Lse-Deutsche Börse, sì dei soci all’offerta di scambio
(d.pol.) Per non mettere a rischio la maxi fusione con il London Stock Exchange i soci della Deutsche Börse avevano abbassato l’asticella delle adesioni al 60%. E invece ieri è emerso che gli azionisti della Borsa di Francoforte hanno aderito all’offerta di scambio consegnando l’89,04% dei titoli. Dalla Germania arriva così un segnale forte sulla volontà di procedere al matrimonio tra i due listini, un piano che la Brexit sembrava aver messo in pericolo. Anche se bisogna ricordare che i soci dei due listini si assomigliano. L’azionista più importante delle due public company è BlackRock con il 13% del Lseg e quasi il 7% della Borsa tedesca, seguito a Londra dall’Emiro del Qatar (10%). Ci vorrà comunque ancora del tempo prima di celebrare la fusione che vale 29 miliardi di sterline e che porterà la compagine di soci di Deutsche Borse al 56% della nuova società e quelli del Lseg al 44%. Sotto lo stesso cappello entrerà così anche Borsa Italiana. Bisognerà attendere il nulla osta della Consob tedesca (non vincolante), della Commissione Ue e del Land dell’Hessen che possiede una quota in Deutsche Börse. Come sede al momento viene confermata la City londinese. Quanto alla governance, alla guida ci sarà il ceo di Deutsche Börse, Carsten Kengeter (foto), affiancato dal presidente Donald Brydon (Lseg).

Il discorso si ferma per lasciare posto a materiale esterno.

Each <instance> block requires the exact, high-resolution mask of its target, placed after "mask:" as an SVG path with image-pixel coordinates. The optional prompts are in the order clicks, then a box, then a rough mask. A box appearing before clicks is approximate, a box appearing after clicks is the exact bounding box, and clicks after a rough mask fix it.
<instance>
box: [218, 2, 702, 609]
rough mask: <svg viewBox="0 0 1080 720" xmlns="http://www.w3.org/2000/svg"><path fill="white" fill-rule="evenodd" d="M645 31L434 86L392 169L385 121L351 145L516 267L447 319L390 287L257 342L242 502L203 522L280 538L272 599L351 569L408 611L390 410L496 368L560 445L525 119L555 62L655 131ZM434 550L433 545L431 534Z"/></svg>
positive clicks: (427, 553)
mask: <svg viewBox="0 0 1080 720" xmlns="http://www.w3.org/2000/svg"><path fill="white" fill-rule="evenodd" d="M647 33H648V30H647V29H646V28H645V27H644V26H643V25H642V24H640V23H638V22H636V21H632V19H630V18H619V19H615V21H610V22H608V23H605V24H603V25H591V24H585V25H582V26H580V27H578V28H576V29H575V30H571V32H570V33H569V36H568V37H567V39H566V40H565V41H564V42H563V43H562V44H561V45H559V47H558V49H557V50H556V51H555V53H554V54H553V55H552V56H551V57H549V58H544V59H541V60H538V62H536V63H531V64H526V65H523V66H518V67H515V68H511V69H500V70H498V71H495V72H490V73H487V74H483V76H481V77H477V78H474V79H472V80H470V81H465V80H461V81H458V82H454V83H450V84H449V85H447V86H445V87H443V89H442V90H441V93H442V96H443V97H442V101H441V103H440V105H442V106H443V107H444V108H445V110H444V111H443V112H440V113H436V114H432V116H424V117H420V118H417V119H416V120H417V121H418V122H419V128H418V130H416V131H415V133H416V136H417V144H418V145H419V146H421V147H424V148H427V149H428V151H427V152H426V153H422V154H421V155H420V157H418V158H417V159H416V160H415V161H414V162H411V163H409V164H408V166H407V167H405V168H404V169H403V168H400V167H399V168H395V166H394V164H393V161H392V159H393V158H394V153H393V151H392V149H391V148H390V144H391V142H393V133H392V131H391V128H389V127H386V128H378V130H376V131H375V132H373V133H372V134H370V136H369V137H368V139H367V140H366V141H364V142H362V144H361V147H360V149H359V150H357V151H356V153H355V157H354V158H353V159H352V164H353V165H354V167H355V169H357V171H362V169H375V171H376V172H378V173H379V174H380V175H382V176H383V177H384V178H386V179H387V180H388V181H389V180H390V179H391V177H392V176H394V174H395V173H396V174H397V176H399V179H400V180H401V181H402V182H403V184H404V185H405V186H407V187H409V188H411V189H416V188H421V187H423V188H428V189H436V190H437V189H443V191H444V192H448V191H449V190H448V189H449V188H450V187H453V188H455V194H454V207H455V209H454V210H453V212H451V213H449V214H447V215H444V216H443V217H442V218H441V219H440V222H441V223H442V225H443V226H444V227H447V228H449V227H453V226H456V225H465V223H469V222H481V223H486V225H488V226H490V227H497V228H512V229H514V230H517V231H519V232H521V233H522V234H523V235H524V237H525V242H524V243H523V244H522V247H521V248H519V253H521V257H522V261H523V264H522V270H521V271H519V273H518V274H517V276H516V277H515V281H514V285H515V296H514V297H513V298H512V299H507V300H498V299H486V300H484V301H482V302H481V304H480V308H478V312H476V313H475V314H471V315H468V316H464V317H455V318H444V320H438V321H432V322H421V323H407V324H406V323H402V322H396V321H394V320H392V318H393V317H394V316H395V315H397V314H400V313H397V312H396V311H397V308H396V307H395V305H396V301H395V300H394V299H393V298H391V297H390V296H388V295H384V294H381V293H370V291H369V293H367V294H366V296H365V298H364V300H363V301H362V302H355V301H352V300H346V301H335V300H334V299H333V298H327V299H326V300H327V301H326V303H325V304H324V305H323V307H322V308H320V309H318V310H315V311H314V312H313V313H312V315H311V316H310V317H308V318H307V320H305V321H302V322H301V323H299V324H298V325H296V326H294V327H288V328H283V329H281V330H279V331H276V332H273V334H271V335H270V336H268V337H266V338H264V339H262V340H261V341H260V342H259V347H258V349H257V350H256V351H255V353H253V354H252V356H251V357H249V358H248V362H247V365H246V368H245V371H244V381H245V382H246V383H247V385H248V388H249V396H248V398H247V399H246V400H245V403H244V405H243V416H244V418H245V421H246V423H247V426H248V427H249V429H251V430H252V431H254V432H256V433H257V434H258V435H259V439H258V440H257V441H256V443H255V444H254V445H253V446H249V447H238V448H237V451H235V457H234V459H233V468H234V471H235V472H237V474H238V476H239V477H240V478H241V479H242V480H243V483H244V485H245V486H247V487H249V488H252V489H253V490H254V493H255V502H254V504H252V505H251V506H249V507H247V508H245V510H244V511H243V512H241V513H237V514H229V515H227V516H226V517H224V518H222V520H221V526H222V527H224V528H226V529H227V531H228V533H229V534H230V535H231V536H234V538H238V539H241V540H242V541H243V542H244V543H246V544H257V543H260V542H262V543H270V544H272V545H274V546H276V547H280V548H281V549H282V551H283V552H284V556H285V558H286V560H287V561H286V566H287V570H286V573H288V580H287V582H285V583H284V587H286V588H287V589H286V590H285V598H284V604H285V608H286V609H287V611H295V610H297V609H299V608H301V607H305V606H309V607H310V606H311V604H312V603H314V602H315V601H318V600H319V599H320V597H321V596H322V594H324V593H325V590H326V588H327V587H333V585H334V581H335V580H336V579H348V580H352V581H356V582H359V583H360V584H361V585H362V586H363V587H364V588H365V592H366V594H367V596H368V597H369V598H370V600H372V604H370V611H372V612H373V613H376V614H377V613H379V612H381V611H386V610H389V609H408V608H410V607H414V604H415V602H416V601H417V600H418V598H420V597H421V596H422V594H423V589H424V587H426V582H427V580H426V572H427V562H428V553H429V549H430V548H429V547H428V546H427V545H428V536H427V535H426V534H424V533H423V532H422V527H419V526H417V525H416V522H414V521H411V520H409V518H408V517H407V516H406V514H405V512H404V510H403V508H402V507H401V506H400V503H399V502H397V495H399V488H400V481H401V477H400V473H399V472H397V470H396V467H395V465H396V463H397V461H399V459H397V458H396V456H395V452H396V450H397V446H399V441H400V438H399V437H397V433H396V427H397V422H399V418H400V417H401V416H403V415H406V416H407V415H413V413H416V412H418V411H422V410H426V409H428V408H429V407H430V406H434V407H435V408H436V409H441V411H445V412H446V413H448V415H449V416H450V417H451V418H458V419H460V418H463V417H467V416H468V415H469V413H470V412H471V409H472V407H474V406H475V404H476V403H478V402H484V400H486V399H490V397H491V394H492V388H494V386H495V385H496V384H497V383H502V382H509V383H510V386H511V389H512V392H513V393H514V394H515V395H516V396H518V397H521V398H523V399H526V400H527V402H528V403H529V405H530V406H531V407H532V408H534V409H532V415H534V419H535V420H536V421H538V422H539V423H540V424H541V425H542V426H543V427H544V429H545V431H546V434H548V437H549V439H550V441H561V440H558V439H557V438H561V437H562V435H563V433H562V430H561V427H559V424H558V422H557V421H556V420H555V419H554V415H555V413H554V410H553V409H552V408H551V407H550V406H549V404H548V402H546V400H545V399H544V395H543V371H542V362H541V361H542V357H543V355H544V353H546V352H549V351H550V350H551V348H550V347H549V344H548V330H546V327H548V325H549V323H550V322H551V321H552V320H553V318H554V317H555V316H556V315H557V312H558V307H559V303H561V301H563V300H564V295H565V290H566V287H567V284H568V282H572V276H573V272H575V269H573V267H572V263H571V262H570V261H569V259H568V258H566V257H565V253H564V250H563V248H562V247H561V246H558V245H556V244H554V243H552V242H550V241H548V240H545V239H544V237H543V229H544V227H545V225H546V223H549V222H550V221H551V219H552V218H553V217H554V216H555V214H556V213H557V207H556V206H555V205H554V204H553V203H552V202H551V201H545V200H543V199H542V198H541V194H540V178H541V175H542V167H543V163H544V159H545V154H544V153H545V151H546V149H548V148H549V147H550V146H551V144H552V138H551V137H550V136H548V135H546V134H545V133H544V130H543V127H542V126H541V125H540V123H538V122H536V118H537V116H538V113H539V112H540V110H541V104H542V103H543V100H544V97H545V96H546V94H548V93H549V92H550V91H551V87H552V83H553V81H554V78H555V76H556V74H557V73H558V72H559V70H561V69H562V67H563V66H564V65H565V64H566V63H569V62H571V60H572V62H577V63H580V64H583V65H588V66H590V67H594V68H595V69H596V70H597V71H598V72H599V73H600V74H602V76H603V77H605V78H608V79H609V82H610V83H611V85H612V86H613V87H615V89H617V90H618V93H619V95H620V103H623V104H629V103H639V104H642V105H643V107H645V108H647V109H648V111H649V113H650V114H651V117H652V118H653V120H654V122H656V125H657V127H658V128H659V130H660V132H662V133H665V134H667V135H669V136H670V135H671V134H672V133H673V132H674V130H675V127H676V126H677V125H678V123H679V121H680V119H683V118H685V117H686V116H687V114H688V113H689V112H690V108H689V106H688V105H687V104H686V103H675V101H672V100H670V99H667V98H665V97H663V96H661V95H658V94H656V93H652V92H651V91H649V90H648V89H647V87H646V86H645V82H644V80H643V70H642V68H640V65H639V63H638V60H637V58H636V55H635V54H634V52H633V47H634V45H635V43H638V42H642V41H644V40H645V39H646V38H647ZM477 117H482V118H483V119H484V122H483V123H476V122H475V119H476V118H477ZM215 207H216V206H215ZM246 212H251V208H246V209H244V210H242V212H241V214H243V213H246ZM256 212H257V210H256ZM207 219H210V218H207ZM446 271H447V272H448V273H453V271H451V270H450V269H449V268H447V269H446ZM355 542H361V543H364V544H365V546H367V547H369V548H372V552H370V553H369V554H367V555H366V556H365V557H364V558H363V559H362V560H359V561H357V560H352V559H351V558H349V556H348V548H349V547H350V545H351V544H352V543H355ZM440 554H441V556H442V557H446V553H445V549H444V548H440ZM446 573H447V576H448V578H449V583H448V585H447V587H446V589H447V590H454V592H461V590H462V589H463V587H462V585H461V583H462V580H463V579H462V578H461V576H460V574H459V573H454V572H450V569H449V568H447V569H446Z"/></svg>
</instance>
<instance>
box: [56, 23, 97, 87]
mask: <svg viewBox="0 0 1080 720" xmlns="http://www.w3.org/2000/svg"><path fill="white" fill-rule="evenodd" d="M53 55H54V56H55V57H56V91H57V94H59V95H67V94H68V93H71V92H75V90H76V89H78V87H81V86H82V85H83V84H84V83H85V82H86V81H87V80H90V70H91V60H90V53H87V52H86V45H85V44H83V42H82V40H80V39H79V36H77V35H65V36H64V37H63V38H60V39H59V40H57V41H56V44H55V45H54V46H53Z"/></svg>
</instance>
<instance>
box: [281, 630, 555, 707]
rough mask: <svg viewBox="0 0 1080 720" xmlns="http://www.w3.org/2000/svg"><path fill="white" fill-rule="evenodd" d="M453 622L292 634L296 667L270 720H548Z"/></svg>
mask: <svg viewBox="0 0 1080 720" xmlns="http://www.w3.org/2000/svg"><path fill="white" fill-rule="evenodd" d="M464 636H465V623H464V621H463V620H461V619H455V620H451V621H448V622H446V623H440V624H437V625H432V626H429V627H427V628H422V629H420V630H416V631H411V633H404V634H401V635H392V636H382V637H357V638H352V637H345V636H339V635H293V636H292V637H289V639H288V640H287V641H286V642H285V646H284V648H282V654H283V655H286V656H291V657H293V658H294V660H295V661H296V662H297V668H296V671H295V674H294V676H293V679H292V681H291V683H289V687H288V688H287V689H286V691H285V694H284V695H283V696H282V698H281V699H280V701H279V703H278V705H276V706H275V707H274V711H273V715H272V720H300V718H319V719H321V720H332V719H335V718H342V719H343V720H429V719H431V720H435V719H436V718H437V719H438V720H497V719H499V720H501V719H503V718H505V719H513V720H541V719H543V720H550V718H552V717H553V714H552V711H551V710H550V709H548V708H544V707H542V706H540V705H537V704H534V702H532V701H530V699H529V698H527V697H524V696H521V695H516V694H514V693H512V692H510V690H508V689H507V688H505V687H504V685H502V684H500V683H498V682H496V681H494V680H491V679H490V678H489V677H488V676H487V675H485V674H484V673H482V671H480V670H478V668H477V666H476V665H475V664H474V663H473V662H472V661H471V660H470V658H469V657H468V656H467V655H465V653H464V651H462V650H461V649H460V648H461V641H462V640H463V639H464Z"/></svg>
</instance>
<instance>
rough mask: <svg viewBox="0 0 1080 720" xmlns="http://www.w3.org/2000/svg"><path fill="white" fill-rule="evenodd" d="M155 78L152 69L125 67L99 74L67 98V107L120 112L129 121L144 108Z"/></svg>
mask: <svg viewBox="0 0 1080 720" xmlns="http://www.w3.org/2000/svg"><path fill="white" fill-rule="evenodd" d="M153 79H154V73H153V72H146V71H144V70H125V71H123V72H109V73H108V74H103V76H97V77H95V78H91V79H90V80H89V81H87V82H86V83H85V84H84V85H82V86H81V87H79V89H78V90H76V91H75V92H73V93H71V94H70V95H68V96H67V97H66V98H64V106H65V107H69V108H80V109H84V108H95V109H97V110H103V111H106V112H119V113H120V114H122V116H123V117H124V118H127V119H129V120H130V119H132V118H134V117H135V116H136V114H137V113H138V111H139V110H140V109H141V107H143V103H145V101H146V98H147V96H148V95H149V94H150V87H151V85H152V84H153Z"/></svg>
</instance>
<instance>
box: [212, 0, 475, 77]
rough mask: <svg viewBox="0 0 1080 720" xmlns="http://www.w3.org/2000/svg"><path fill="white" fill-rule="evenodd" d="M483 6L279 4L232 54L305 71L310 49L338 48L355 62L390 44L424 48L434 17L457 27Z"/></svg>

Moody’s: in Svizzera le banche più solide
(f.mas.) Se c’è un Paese dove le banche non mostrano problemi, quello è la Svizzera. Così la pensa Moody’s, che ieri ha mantenuto stabile l’outlook sul sistema bancario per le «solide condizioni operative» nonostante i tassi negativi (a -0,75%) e l’aumento dei prezzi degli immobili. Le banche svizzere continuano ad avere un livello molto basso di crediti problematici e «solidi» cuscinetti di capitale, dipendono limitatamente dal mercato dei capitali e hanno una «adeguata capacità di assorbire le perdite». Lo scenario macro aiuta: il pil svizzero è atteso a +1,4% quest’anno e a +1,8% nel 2017, e la disoccupazione è bassa. Ci sono comunque rischi possibili in vista: in quanto tipica moneta-rifugio, il franco potrebbe rivalutarsi creando alle banche problemi di profittabilità; e se venisse approvato il referendum per limitare l’immigrazione, l’economia potrebbe indebolirsi con ripercussioni dirette sul profilo di credito degli istituti.
Norges taglia il valore degli immobili in Gran Bretagna
(m.sab.) Il fondo sovrano norvegese Norges Bank — 890 miliardi di dollari in gestione — ha tagliato del 5% il valore del suo portafoglio immobiliare in Gran Bretagna in seguito al referendum sulla Brexit. «È stata una misura straordinaria» ha detto il vice ceo Trond Grande. Il Fondo ha registrato nel secondo trimestre una perdita dell’1,6% negli investimenti nel mercato immobiliare, pari a 20,4 miliardi di dollari. Il rendimento medio del fondo, considerando gli altri attivi, è stato invece dell’1,3%, pari a 94 miliardi di corone (11,4 miliardi di dollari).